My back pain is literally disabling. It’s because of my back pain that I can’t walk, and either use crutches over short distances or my scooter for longer. The last time I tried walking without my crutches was over a year ago, and I was in tears of agony after a very short time. The pain starts in my outer left hip, then sets fire to my lumbar spine which is where the actual mechanical damage is. Using crutches keeps weight off my left leg, so stops this process. However I’m constantly in pain in my back, standing hurts, sitting hurts, etc.  That’s not even a moan, I am so used to this now it just is. 

So the damage. My L5/S1 disc is prolapsed (herniated),  the two discs below that are completely dehydrated. This is known as Degenerative Disc Disease, DDD essentially means my lower lumbar spine is bone on bone.
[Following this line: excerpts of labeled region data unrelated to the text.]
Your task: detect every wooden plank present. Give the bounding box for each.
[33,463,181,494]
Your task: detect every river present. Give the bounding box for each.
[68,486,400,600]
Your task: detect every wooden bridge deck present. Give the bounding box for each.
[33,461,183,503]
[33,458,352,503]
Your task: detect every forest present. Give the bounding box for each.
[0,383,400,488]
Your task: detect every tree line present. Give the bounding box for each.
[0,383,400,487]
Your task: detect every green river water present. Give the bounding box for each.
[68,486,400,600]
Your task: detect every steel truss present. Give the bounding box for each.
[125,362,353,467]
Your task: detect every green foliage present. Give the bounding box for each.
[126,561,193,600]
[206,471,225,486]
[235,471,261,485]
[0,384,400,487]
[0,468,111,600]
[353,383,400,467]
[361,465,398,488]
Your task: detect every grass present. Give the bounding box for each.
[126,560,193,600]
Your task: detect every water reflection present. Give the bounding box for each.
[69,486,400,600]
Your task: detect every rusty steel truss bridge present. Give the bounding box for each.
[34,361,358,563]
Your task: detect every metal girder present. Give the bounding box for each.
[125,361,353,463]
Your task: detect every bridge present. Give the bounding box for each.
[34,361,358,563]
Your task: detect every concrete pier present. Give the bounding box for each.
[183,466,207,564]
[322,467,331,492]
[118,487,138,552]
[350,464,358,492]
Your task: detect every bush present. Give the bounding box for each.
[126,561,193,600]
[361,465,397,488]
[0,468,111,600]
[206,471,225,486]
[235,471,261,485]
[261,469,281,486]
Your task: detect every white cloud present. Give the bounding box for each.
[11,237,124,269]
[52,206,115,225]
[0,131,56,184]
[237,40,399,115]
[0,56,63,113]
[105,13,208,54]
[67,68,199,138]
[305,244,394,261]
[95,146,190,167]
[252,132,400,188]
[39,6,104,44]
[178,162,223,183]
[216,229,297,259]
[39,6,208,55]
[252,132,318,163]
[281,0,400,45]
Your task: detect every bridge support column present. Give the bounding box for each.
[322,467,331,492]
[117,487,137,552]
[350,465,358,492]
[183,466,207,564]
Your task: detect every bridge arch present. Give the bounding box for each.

And that’s the bit that hurts! 

So today as a day patient I have just received two sets of facet joint injections.  In simple terms the facet joints join the vertebrae together, they contain synovial fluid, and they become inflamed,  just as any other joint can  with RA.  Is this caused by RA? Opinions do vary. However the disc degeneration is known to not only be more common in RA patients, but to progress more quickly.  And I don’t believe in coincidences, my back pain started about two months after my first RA symptoms. It would seem strange to me if the two weren’t linked, and my orthopaedic consultant said YES. Good enough for me. 

Once the local had been injected (small ouch) the consultant worked closely with a radiographer who was taking almost continuous xrays so she could direct the four separate injections in obliquely to exactly the right spots of my spine. I could see the xrays on the screen beside me which I  found fascinating, but I’d recommend turning  away if you’re squeamish!

Did it hurt? Yes. Each time the needle got near the affected joints. I kicked the table I was laying on at one point, but I  managed to stay still and not swear out loud, which I’m calling a major win!

Half an hour on a bed then discharge. They advise having someone drive you and stay with you in case of adverse effects. I know different people react differently to medication.  Having had this done today I’d happily drive myself there and back if there’s a next time. 

As it was my amazing Dad drove up from Wiltshire to take me, bless him! Thanks Dad 🙂 

Prognosis? Apparently it can take up to  two weeks to know if this has worked. The options are – it gets better, nothing changes, it gets worse. No guarantees in any direction.  I’m keeping in mind that I’m generally steroid resistant, but as this is applied directly to the problem as it were it may be very different. I hope so. So why go ahead with no guarantee of an outcome? 

Lots of reasons. Mainly boiling down to life’s too short. If there’s a chance of long term pain relief I’ll take it please. 

If you’re looking for further reading Spine Health is a site I have found really clear and helpful (no affiliation). 

Edit – as I check this for the usual typos before publishing it’s about four hours post procedure, and I’m just about to pop some tramadol. Just the usual pain level at this time. 

*As always these are simply my personal experience and opinions and should never be taken as medical advice.